Idleness is falling out of the zone of the simultaneousness. Well, up to a point. I don’t breathlessly follow the news – I don’t even summon the usual indignation when reading about the plutocrats and crooks that lead the Western world, among others, and lead it badly while picking its pocket. And I tend to not miss the strawberries, instead indulging in the fruits of summer where I can find them at the corner marche. This, admittedly, is easier to do in Montpellier France, where I am writing this, than in Los Angeles, California.
Outside of the zone of the simultaneous, to which all our tasks and habits seem to attach themselves, I have to move forward in a dreamier space-time, the older, slower modes of past, present and future. Now, this should be ideal for writing a chapter in a novel – the chapter in my novel that I have been working on for the past three weeks – since after all, when we are idle, we reach for novels. Summer reading is, for many people, the only reading they ever do – that is, of the novelistic kind. Magazines of a certain type, too, tend to pile up on the picnic table – Paris Match, Vanity Fair, Elle, Healthy Living – as if now is the time to plunge into them. Of course, this isn’t entirely removed from the simultaneous world, as we often speaking of “catching up” with our reading – and “catching up” is the central imperative of the world of simultaneity, the glue that keeps it together.

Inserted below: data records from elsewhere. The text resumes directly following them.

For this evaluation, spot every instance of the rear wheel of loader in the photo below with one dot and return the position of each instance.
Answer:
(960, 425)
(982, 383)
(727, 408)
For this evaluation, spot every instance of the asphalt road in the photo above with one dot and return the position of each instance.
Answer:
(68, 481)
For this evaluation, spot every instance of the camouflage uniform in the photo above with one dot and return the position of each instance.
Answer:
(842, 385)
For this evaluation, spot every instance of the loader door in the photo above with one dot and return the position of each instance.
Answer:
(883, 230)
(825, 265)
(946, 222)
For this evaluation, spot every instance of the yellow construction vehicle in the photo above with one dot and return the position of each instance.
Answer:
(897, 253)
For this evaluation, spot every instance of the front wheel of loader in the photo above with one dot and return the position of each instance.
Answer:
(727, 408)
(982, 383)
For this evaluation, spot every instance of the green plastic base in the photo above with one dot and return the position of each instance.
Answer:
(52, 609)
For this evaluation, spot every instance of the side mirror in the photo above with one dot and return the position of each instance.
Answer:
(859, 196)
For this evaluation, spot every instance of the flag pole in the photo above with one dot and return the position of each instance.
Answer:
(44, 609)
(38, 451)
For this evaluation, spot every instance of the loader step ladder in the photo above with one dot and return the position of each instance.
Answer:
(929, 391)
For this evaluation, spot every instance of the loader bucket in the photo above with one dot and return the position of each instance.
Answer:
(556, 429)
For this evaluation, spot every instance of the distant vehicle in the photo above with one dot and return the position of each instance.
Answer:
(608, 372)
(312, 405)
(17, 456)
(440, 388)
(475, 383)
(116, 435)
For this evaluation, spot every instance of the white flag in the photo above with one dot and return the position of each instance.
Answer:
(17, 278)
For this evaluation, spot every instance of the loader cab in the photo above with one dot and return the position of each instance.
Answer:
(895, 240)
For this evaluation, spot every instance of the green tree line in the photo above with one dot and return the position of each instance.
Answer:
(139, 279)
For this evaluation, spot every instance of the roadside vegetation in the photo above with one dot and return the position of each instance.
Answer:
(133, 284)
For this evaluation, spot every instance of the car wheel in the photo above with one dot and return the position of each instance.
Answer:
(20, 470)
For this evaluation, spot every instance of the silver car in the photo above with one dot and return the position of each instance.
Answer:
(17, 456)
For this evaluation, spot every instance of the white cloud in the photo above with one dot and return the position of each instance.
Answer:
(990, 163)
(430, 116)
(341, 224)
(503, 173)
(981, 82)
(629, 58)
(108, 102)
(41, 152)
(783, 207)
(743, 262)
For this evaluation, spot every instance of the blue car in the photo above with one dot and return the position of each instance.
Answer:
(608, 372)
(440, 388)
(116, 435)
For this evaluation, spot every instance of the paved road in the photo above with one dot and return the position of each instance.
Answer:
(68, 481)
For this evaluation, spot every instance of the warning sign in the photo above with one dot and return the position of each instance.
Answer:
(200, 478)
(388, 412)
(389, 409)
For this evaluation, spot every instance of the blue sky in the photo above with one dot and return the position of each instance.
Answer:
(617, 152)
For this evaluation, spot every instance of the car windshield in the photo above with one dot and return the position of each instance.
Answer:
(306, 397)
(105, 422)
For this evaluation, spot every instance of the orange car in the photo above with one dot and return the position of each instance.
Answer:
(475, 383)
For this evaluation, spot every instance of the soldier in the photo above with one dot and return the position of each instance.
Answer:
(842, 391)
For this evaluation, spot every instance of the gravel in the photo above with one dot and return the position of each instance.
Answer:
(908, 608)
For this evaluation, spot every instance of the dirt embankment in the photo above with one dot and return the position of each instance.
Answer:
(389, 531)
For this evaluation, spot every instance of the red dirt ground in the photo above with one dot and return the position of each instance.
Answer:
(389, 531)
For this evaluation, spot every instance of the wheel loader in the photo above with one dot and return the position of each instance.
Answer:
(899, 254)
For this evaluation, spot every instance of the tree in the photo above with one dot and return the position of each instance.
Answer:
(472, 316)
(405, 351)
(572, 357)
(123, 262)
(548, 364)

The paradox is that I want my novel, I want my chapter, I want my characters to be fully charged with the “catching up” imperative, and even become something to be published and caught up with.  Fond hope!
Which is where my idleness has hit me broadsides. I can’t be bothered to catch up. And he who is  not busy catching up is surely not busy at all, and can only be tolerated in small increments.
In other words: all vacations have to end, my situationist friends. Sorry about that.